Semantic Context Matters: Improving Conditioning for Autoregressive Models¶

Conference: CVPR 2026
Paper: CVF Open Access
Code: https://github.com/AMAP-ML/SCAR (Code to be released)
Area: Image Generation / Autoregressive Models / Controllable Editing
Keywords: Autoregressive Image Editing, Prefix Conditioning, Semantic Compression, DINOv2, Hidden State Alignment

TL;DR¶

SCAR replaces the "prefix conditioning" of autoregressive image editing from lengthy, semantically sparse VQ tokens to dense semantic prefixes (Compressed Semantic Prefilling) extracted by a frozen visual foundation model and compressed 4× via a learnable module. During decoding, an auxiliary loss is used to align the "internal hidden states" of the source image with the target image semantics (Semantic Alignment Guidance), achieving higher visual quality and instruction consistency for both next-token and next-set AR paradigms while reducing training memory by ~24% and increasing speed by ~1.4×.

Background & Motivation¶

Background: Image editing currently follows two main paths—diffusion models and autoregressive (AR) models. AR models (e.g., next-token LlamaGen, next-set VAR) are considered promising due to their natural alignment with unified multimodal architectures and higher efficiency in sampling/deployment, with generation quality approaching top-tier diffusion models.

Limitations of Prior Work: When extending AR models to "general image editing," conditioning is weak and inefficient, leading to poor instruction following and artifacts. Existing AR editing solutions fall into two categories with inherent flaws: (1) Decoding-stage injection (e.g., ControlAR) inserts control signals into intermediate layers. While strong for pixel-level controllable generation, this rigid spatial guidance interrupts the autoregressive process, causing undesirable changes during general instruction-based editing. (2) Prefix-stage conditioning (e.g., EditAR, major UMMs) concatenates visual tokens of the condition map to the start of the input sequence. Though simple and model-agnostic, it nearly doubles the sequence length, causing attention overhead to explode. Moreover, it uses VQ tokens, which are widely recognized as "semantically sparse" and lack the high-level representation required for complex editing.

Key Challenge: The prefix conditioning path is more universal and compatible with various AR paradigms, but it is bottlenecked by prefixes being "both lengthy and semantically shallow": obtaining semantics requires long sequences (expensive), while cost-effectiveness requires VQ (insufficient semantics).

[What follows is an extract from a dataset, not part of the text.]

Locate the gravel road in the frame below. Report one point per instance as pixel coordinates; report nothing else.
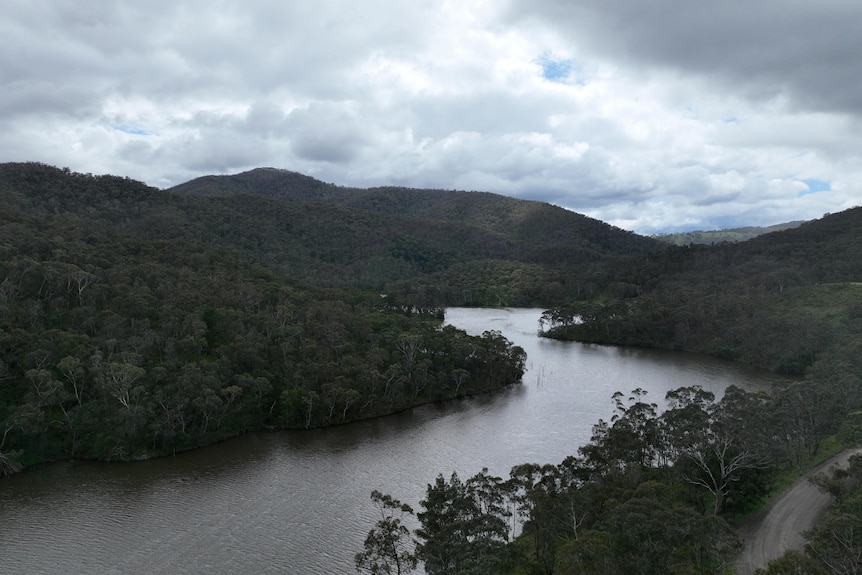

Goal: Split into two sub-problems: (a) How to construct a "short yet semantically rich" conditioning prefix; (b) How to translate sparse text instructions into effective guidance for thousands of dense visual tokens.

Key Insight: The authors re-examine prefix conditioning from a "semantic" perspective, advocating for high-level features extracted by a frozen visual foundation model (VFM, specifically DINOv2) to replace VQ tokens, complemented by a dense alignment signal learned within the context during decoding.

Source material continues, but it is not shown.